Secondly , I'm not a psychologist, I'm a friend in the downsizing business. I'm not here to tell you why your clutter got away from you, I'm not here to judge you, I probably can't help you avoid minor messes in the future, although we can find routines that will minimize them if they occur. I do enjoy (very much!) the stories people tell while we're sorting, about all the various items and how they came to live at their house. I am pretty sure it's classic talk therapy for both of us.

Thirdly, I can't stand the way they bully and berate the people. I know the theory that sometimes tough love is the answer, but it's not MY answer and it's not my way. When I'm yelled at to downsize (this happened once when I was young) I viciously throw things away at random and hate the person, and as soon as they are out of the picture I'm a hundred times worse than I was. Gradual change, metered progress, checks and balances, rewards, hugs, before -during - and after pictures, those help me. So that's what I do. I can tell right off if a person is going to respond to my kind of help.

And lastly, there's the dumpster and black garbage bag thing. I really try to avoid that unless it's absolutely necessary - I mean, take out the trash, of course! I know about hazmat sites. I know about emergency situations. I've done one of those places and holy frijoles, that was scary, and a dumpster was totally necessary - the lady had one set up before I ever got there. I know what actual trash is, I assure you. But an awful lot of houses need 1) the bathroom 2) the kitchen and 3) the laundry room cleared out, and then we clean what ought to be cleaned for resale or for the thrift. Not empty juice bottles. Not holey towels. Just decent things that can move on, but not in the state they're in. I have two reasons for this: one, we need to help others while we help ourselves or we risk feeling freaking pathetic and low. Two, I think cleaning objects is a good way to say goodbye to them - to say "you were a good thing, and now you'll be someone else's good thing."
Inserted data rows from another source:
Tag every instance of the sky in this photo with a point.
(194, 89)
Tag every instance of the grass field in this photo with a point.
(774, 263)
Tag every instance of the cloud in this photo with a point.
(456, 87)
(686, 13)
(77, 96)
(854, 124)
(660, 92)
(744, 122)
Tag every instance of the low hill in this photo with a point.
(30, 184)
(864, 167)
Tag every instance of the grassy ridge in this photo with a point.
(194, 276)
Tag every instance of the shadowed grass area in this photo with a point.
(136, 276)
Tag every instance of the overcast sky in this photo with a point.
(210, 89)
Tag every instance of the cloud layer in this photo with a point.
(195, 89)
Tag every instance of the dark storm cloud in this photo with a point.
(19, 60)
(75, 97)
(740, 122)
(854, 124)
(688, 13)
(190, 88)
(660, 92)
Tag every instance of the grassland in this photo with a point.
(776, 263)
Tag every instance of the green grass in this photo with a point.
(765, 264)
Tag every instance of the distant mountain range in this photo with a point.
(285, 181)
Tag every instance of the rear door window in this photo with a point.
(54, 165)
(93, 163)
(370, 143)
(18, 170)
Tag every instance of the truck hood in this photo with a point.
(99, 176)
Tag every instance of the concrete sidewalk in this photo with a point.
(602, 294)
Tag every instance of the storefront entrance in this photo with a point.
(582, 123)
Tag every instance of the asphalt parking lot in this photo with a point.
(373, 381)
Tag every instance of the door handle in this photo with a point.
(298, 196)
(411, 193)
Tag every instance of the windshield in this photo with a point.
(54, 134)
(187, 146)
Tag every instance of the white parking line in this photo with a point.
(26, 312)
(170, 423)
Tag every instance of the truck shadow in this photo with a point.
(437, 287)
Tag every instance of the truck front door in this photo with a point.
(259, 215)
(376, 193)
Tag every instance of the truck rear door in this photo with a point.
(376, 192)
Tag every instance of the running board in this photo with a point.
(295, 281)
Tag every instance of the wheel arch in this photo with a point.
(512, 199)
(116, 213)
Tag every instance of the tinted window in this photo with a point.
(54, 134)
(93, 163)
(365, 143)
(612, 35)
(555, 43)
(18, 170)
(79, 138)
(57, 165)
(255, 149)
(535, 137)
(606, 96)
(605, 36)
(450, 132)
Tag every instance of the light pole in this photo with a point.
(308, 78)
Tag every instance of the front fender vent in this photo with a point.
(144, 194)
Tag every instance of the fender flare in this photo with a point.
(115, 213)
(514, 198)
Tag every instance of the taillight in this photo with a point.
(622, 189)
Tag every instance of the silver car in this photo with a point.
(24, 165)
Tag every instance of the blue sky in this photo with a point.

 sidenote: [I do have a caveat; even if you know how to fix those broken electronics or electrical gadgets, unless it is TRULY UNCOMMON, don't. Just don't. You don't have the time, you don't have the energy, and as cheap as consumer goods are these days, no one wants your refurbished alarm clock unless it's over twenty years old and has an iconic design factor. Really. If you don't believe me, ask the sorters at the thrift, who throw stuff like that out all day long. I know it's wasteful. That's why there are particular drop-off sites for that kind of thing in some cities. But by and large, it should go in the trash. I would not steer you wrong on this.]

At any rate, I don't watch the shows. I do read a lot on the subject, some books I find interesting and valuable, others seem condescending or focus a lot on individual worst-case cases and their families - kind of like the TV shows. I guess they're good if you need a reality check about where you are in your process, but the folks I've met who were in blatant denial of the filth (not the clutter, the filth) happening in their house were either too fragile mentally for me to point it out or were obviously going to tune me out and say it'd never happen again, so I didn't bother with anything more than suggesting a regular housekeeper as a permanent solution.

 I read quite a lot about cleaning, sorting, and organization, and I'm amused by the hyper-organized lifestyles some people need to function (in a good way - what would drive me nuts keeps many people in a zen bliss and good on them, I say). Not very carved in stone routines keep me and my possessions in bounds, and they seem to work well for the people who've hired me, after we get through the excess clutter. I've been taking notes for a while now, putting various books and sites into categories, with the idea that someday I'd be able to publish a list of what I've read that made sense to me or the people I've worked with. I have a fun idea in mind...

We all need to feel safe and happy at home, to have space to grow and learn, a special place to bring friends and family that reflects who we are. Period. That's a lifelong process, an act of service and love. Me, I've spent many long years learning how to help, and I'm not done learning. Every home is a new beginning.